The judging panel’s expertise across the fashion, food and travel industries reflected the three themes for this year’s challenge – inspired by the V&A’s exhibitions programme. The first theme Go, asked how new approaches to design could support the movement of people, things and ideas. The second, Eat, asked for ideas on sustainable eating and widening access to affordable and healthy food. The third, Wear, asked how technology might be harnessed to transform the future of fashion.
Dr Helen Charman, Director of Learning and National Programmes at the V&A, said: “The breadth and quality of ideas put forward, from after-school robotics clubs to science classes, underlines both the creative brilliance of young people across the country and the relevance of design to the broader curriculum. The V&A was founded to be a ‘schoolroom for everyone’ so I’m delighted that V&A Innovate – with a wealth of free resources inspired by our world-class collections of art, design and performance – is staying true to this mission by reaching thousands of young people and teachers in its first year. With creativity widely recognised as a crucial skill for the future, equipping young people with the confidence and tools needed in today’s fast-changing world – at a time when the take-up of art and design subjects at school is in worrying decline – has never been more important.”

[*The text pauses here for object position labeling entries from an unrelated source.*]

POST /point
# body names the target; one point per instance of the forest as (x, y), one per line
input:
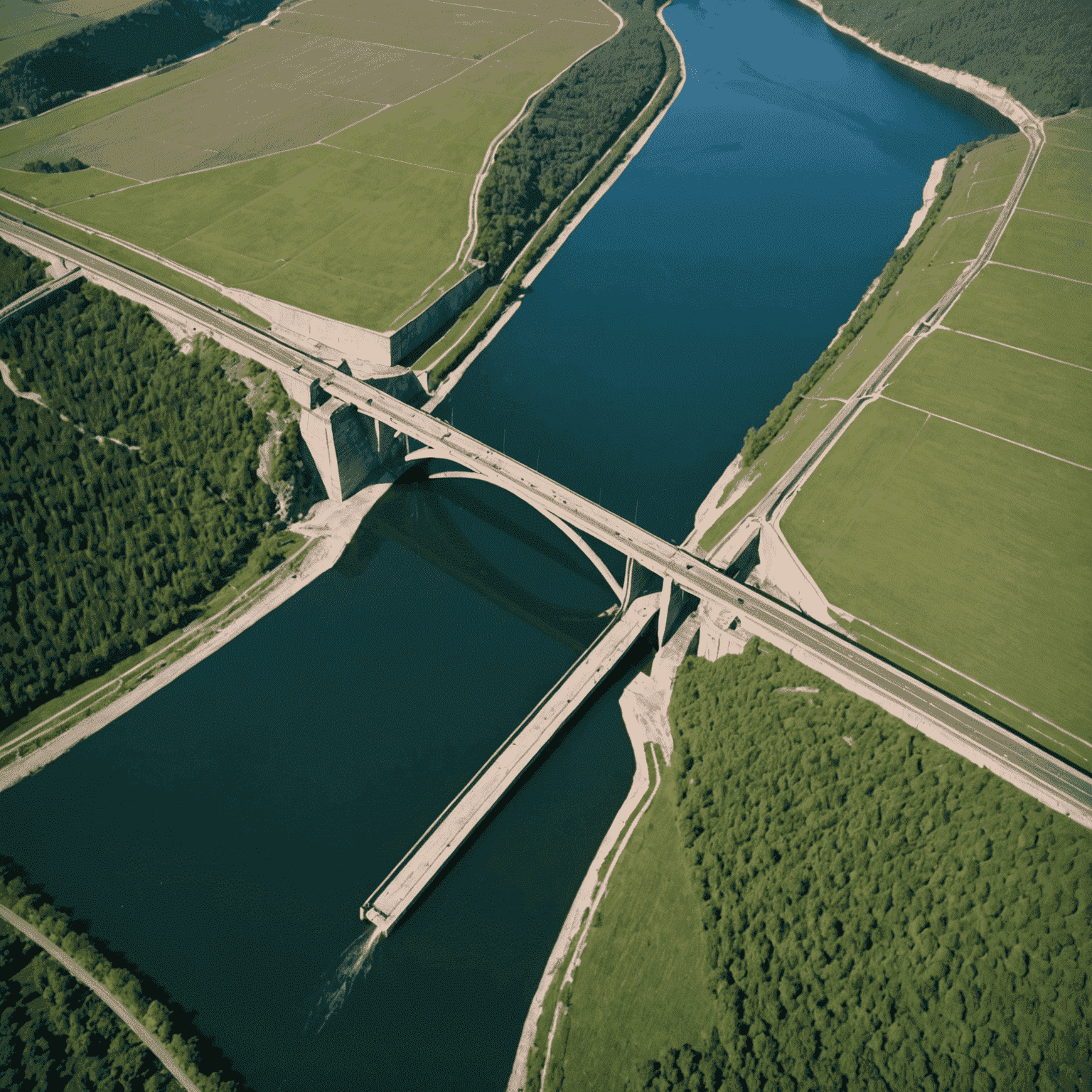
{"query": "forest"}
(879, 913)
(566, 132)
(56, 1034)
(758, 439)
(117, 49)
(106, 546)
(1040, 49)
(18, 273)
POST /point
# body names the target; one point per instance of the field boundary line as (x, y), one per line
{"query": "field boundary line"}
(1016, 444)
(466, 246)
(1057, 215)
(970, 678)
(1068, 364)
(85, 976)
(1010, 266)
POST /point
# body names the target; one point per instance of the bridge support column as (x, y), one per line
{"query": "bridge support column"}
(722, 633)
(340, 446)
(670, 603)
(637, 580)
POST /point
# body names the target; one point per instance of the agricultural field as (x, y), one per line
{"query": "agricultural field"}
(326, 161)
(28, 24)
(850, 906)
(955, 513)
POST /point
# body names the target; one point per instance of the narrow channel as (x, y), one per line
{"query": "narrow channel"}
(223, 833)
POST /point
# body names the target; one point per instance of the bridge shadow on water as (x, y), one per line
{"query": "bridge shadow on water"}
(419, 515)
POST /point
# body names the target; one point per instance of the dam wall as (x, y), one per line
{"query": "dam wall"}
(358, 346)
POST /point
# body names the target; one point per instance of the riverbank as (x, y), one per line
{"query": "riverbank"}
(449, 358)
(643, 706)
(89, 708)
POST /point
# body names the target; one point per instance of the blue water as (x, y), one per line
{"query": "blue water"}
(719, 264)
(223, 833)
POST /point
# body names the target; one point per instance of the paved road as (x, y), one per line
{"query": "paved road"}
(93, 984)
(938, 717)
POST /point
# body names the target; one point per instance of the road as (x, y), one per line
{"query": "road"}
(95, 986)
(936, 715)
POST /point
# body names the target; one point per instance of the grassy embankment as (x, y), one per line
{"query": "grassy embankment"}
(878, 912)
(956, 511)
(915, 277)
(112, 546)
(56, 1033)
(535, 155)
(350, 198)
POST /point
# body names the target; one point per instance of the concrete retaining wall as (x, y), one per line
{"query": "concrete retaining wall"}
(358, 344)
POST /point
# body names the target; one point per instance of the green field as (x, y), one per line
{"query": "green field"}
(1031, 310)
(808, 419)
(876, 913)
(28, 24)
(1059, 183)
(1075, 130)
(648, 949)
(1049, 244)
(1024, 397)
(970, 548)
(326, 161)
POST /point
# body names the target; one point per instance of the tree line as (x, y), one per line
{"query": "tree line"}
(567, 130)
(758, 439)
(878, 912)
(117, 49)
(56, 1033)
(18, 273)
(1042, 51)
(105, 547)
(44, 167)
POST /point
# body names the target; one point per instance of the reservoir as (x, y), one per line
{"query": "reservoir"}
(223, 835)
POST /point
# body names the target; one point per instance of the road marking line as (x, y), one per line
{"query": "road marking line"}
(1030, 352)
(1016, 444)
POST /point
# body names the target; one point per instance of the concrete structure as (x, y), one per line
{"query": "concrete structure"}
(360, 346)
(933, 712)
(426, 860)
(16, 307)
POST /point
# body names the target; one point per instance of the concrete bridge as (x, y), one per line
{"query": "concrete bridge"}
(353, 422)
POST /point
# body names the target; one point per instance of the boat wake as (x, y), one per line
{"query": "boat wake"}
(338, 984)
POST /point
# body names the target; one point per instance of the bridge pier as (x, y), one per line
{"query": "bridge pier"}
(721, 633)
(346, 444)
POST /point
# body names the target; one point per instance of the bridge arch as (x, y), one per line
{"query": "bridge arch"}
(578, 540)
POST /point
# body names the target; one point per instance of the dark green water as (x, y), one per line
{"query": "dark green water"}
(223, 835)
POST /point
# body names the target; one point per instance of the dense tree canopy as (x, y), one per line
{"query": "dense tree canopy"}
(57, 1034)
(1040, 49)
(880, 914)
(104, 548)
(567, 130)
(18, 273)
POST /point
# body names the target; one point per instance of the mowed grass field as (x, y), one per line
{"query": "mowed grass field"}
(957, 511)
(970, 212)
(326, 161)
(640, 987)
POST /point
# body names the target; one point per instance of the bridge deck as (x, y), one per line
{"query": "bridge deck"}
(459, 820)
(1053, 782)
(28, 299)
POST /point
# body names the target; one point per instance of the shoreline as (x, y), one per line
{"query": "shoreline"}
(329, 531)
(449, 381)
(990, 93)
(645, 713)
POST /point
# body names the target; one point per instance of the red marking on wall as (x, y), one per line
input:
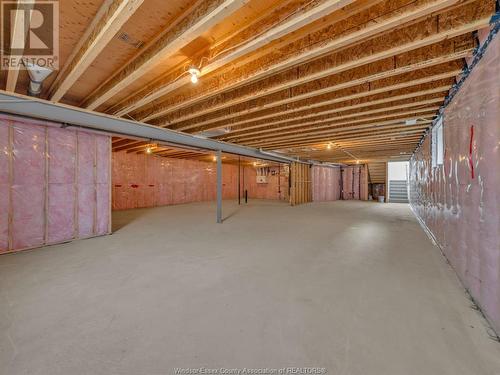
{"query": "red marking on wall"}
(471, 164)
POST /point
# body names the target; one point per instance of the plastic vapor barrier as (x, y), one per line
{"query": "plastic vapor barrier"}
(325, 183)
(54, 184)
(458, 201)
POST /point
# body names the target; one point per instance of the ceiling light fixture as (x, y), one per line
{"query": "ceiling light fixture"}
(195, 73)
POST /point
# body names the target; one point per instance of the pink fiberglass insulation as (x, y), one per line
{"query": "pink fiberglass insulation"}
(49, 184)
(458, 201)
(28, 186)
(141, 180)
(326, 183)
(4, 187)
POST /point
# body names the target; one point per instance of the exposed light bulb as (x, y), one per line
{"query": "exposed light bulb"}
(195, 73)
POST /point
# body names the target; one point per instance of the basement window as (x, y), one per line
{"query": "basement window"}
(437, 144)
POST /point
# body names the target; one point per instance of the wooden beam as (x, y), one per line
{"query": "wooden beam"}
(334, 45)
(321, 103)
(117, 13)
(366, 123)
(257, 129)
(18, 38)
(387, 113)
(368, 103)
(274, 33)
(335, 133)
(326, 139)
(349, 82)
(208, 14)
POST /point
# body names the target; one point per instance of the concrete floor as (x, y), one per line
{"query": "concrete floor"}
(354, 287)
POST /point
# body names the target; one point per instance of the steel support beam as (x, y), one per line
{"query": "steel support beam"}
(219, 187)
(72, 116)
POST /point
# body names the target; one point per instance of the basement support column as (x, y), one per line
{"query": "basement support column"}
(219, 187)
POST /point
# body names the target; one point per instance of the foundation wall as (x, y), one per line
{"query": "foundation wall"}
(459, 201)
(141, 180)
(54, 184)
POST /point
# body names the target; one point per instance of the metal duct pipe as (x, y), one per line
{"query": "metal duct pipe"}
(37, 75)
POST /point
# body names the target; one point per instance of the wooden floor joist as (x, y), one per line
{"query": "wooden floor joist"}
(208, 14)
(115, 16)
(281, 30)
(183, 102)
(315, 92)
(328, 80)
(316, 103)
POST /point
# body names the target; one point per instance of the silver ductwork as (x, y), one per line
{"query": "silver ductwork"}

Linda Hill, Design and Technology teacher at Coundon Court, Coventry, added: “This competition has inspired my pupils to design with a focus on sustainability and come up creative solutions to real-world problems. I would recommend it to all Design and Technology teachers. It was great to see my pupils focus on inclusivity and community for their project in developing a community centre for the local area.”
Full list of winners:
Overall Winner: Coundon Court, Coventry
A Community Centre with a public allotment and cookery school.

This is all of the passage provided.